Mr Zilian moved his scientific activities to the University of Luxembourg in 2011. Prior to this, he established a research team in the field of Computational Mechanics at the University of Braunschweig in Germany, where he also contributed as Director and Dean of Studies of the international and interdisciplinary MSc programme “Computational Sciences in Engineering”.

Generating power with smart materials and clever interactions

The galloping of bridges and cables or the flutter of aircraft wings generated by surrounding flows is what engineers call structural excitation. They have been striving to suppress these harmful movements in different ways. A dramatic example of the effects of so-called flow-induced vibrations is the collapse of the Tacoma Narrows Bridge in 1940, which boosted modern research in aeroelasticity and general fluid-structure interaction.

The key idea of the smart devices developed in FSI-HARVEST is to invert the traditional ambition to avoid the potentially dangerous interaction of structure and the surrounding fluid, and instead harness the available flow energy through controlled aero/hydro-elasticity effects. In this way, potentially harmful fluctuations are harnessed to provide independent power supply to small electrical devices.

Possible applications are numerous. They include micro electro-mechanical systems, monitoring sensors at remote locations or even in-vivo medical devices. With these devices being “smarter”, they depend less on local energy storage and also require less effort to maintain them.

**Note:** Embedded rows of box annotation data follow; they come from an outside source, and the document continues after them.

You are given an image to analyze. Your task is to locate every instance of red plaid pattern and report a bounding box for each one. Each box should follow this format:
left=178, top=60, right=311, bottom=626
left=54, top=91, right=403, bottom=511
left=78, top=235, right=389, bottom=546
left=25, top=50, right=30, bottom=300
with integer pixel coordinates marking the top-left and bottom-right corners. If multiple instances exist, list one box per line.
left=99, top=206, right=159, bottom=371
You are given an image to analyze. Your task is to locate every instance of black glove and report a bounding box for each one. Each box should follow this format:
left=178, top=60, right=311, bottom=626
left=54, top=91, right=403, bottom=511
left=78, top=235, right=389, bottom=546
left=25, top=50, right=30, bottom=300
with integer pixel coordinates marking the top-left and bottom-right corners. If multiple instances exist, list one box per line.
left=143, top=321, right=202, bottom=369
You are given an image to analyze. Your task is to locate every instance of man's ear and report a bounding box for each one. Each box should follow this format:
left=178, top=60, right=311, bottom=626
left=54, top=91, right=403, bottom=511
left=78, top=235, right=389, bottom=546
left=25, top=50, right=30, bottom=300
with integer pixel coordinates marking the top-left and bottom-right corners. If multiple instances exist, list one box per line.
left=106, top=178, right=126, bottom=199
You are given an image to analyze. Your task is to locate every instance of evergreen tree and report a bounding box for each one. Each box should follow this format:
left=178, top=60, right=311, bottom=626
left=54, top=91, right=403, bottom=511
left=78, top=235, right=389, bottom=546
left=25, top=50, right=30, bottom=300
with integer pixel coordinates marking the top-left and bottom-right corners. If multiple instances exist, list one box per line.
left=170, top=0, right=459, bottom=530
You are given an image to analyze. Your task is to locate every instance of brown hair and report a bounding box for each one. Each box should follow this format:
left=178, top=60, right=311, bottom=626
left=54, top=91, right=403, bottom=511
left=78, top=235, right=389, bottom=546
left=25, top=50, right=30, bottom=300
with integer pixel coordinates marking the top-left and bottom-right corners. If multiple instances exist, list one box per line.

Modelling and experimentation, complementing each other

This energy converter technology simultaneously involves the interaction of the structure and the surrounding fluid, the electric charge accumulated in the material (piezo-elasticity) and a controlling electrical circuit. In order to understand the observable properties of such future devices and to increase their robustness and performance, the project will develop a mathematical and numerical model of the complex physical system and further use it for systematic computational analyses. Experimental investigations complement the simulation approach and are used to validate the mathematical model and the simulation framework.

These numerical and experimental investigations into the overall system enable scientists to determine the optimal design of these “smart energy harvesters” by taking into account electric power supply under varying exterior conditions. “Computer simulations of such complex physical systems allow us to look into details that are not directly available through experiments”, Dr Zilian explains. “They make it possible to identify and understand the phenomena involved which are necessary to optimise engineering designs.”